The Economic Times
Anubhuti Vishnoi

While the Election Commission's latest proposal on poll promises has sparked a political debate, its long-pending 'reform' on political party funding may soon get a governmental go-ahead.

The EC's proposal to lower the limit of anonymous donations from the existing '20,000 to '2,000 is learnt to be under active consideration of the Centre. ET gathers that meetings are being held between EC officials and the law ministry to work out ways to do so.

The Election Commission had written to the Law ministry last month reminding of its several pending reform proposals -- that political parties should declare foreign funding received, not accept more than 20% of total donations in cash and declare all political donations above '2,000 instead of the current limit of '20,000.

The latter has been a pain point for years as several political parties declare 'nil' to miniscule amounts in their contribution report while their annual accounts run in crores, implying that the bulk of it came in as anonymously donated cash amounts of less than '20,000.
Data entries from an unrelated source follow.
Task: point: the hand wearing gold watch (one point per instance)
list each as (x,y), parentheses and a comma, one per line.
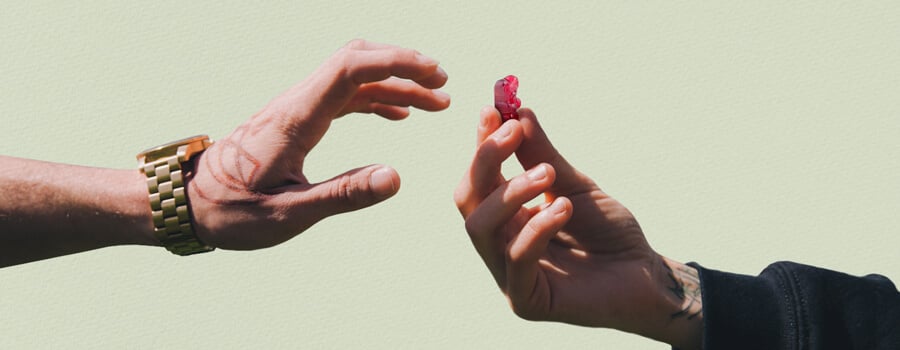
(246,191)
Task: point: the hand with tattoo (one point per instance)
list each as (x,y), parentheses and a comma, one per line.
(580,257)
(249,190)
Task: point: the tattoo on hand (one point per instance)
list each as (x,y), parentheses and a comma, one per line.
(686,287)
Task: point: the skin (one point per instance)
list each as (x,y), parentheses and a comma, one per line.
(579,258)
(248,190)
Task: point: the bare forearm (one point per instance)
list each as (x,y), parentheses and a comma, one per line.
(49,209)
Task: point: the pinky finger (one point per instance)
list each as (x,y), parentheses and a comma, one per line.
(527,248)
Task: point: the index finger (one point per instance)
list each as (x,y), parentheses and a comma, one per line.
(536,148)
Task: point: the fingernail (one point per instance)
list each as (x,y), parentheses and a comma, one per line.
(557,207)
(538,173)
(502,133)
(428,61)
(440,94)
(382,182)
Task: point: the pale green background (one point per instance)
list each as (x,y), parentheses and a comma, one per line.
(739,134)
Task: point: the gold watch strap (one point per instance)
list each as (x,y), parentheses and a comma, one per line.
(169,203)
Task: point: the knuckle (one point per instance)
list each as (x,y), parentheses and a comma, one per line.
(347,191)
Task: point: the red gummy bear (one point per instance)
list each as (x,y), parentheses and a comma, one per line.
(505,99)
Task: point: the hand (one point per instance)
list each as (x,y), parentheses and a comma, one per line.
(248,189)
(580,257)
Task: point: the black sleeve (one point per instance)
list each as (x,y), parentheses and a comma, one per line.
(794,306)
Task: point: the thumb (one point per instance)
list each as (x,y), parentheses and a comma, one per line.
(352,190)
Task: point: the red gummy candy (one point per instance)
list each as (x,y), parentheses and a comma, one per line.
(505,99)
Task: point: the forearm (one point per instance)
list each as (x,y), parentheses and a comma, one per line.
(49,209)
(674,311)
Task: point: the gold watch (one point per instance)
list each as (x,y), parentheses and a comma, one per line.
(168,199)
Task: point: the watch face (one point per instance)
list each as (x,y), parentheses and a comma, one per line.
(194,144)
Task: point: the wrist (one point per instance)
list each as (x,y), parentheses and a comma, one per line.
(679,312)
(128,190)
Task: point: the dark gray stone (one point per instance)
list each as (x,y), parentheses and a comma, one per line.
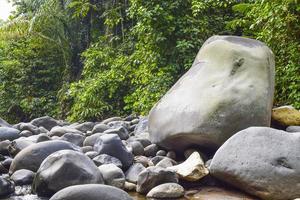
(60,131)
(112,175)
(151,150)
(91,140)
(120,131)
(133,172)
(23,177)
(91,192)
(46,122)
(6,187)
(31,157)
(142,126)
(112,145)
(65,168)
(293,129)
(107,159)
(74,138)
(7,133)
(100,128)
(154,176)
(261,161)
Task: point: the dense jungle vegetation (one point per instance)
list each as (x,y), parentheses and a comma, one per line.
(91,59)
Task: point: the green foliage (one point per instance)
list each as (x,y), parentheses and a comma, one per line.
(91,59)
(277,23)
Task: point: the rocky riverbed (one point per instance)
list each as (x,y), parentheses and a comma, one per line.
(201,141)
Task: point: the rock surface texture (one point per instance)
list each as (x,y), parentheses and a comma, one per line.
(91,192)
(229,88)
(65,168)
(261,161)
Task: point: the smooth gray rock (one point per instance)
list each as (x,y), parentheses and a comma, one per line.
(100,128)
(137,148)
(261,161)
(166,191)
(91,140)
(112,145)
(74,138)
(219,95)
(7,133)
(107,159)
(31,157)
(65,168)
(154,176)
(6,187)
(293,129)
(91,192)
(84,127)
(133,172)
(23,177)
(46,122)
(92,154)
(4,123)
(112,175)
(142,126)
(120,131)
(112,119)
(151,150)
(60,131)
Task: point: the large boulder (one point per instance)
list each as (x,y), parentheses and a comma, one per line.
(261,161)
(229,88)
(286,116)
(31,157)
(91,192)
(4,123)
(65,168)
(7,133)
(6,187)
(112,145)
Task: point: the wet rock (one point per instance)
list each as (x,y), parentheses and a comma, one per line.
(142,126)
(105,159)
(7,133)
(261,161)
(192,169)
(91,140)
(154,176)
(91,192)
(166,191)
(60,131)
(100,128)
(133,172)
(151,150)
(286,116)
(120,131)
(218,96)
(137,148)
(46,122)
(23,177)
(6,187)
(73,138)
(31,157)
(92,154)
(65,168)
(293,129)
(112,145)
(112,175)
(112,119)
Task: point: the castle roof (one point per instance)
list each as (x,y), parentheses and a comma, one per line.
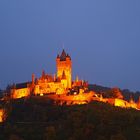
(63,75)
(22,85)
(63,56)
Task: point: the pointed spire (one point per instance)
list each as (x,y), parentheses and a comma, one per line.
(43,74)
(63,75)
(63,55)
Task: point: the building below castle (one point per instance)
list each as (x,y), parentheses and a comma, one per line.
(61,83)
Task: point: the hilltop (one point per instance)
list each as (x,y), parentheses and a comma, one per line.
(41,120)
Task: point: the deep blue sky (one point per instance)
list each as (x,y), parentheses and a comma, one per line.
(102,36)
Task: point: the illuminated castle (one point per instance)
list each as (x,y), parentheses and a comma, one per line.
(60,83)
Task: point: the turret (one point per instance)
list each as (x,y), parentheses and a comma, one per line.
(64,65)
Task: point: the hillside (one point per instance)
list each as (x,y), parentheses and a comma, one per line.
(41,120)
(127,94)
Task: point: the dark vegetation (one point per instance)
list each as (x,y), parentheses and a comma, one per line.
(34,119)
(127,94)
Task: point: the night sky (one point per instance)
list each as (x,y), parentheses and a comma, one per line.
(102,37)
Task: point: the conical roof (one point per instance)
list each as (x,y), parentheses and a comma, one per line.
(63,55)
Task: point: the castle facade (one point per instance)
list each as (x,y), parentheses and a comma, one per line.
(59,83)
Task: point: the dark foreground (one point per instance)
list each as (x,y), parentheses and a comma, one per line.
(41,120)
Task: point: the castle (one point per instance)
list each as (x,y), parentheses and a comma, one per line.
(72,92)
(59,83)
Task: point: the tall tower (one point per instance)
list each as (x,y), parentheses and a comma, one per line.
(64,66)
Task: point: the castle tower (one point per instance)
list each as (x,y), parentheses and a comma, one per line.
(64,66)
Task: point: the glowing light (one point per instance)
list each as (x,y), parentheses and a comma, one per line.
(2,115)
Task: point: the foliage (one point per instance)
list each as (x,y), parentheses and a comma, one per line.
(42,120)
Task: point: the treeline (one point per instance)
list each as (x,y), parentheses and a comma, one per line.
(40,120)
(127,94)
This is, in fact, unfinished business from 2017. While the NDA government announced an amendment to Section 13A of the Income Tax Act in 2017 capping anonymous donation at '2,000, it could not be truly enforced as Section 29C of the Representation of People's Act, 1951 was not amended alongside, to reflect the same.

This has resulted in a situation where while a political party has to declare all donations it has received above '2,000 to the Income Tax Department to avail tax exemptions, it is not bound to declare the names of donors for the same to the EC in its contribution report.

Crores of political funding, therefore, remains anonymous -- an issue which was also raised in the 2015 Law Commission report.

The Association of Democratic Reforms (ADR) has assessed that in 2020-21, donations from Voluntary Contributions (below '20,000) formed 40.12% ( '171.1 cr) in income from unknown sources of the eight national parties.

The Bahujan Samaj Party (BSP), for one, has consistently declined to declare its donors by claiming year after year. It declared receiving nil donations above '20,000 between 2004-05 and 2014-15 even as the total income of the party increased by 2057% -- from '5.19 crore in 2004-05 to '111.96 crore in 2014-15.

Other parties do not measure up much better.

From declaring '28.2 crore received as 'contribution' in 2019-20, the Biju Janata Dal has recently submitted to the Election Commission that it has not received any amount of contribution over '20,000 in 2020-21.

AIADMK has also declared that it received no amount greater than '20,000 in 2020-21.

The anonymity of political donations, in fact, has a long history.

Between 2004-05 to 2014-15, two-thirds of the party funds came from 'unknown' sources which included 83% of total income of the Indian National Congress, 65% of BJP, 94% of Samajwadi Party, 100% of BSP and 86% of Akali Dal, ADR assessments show.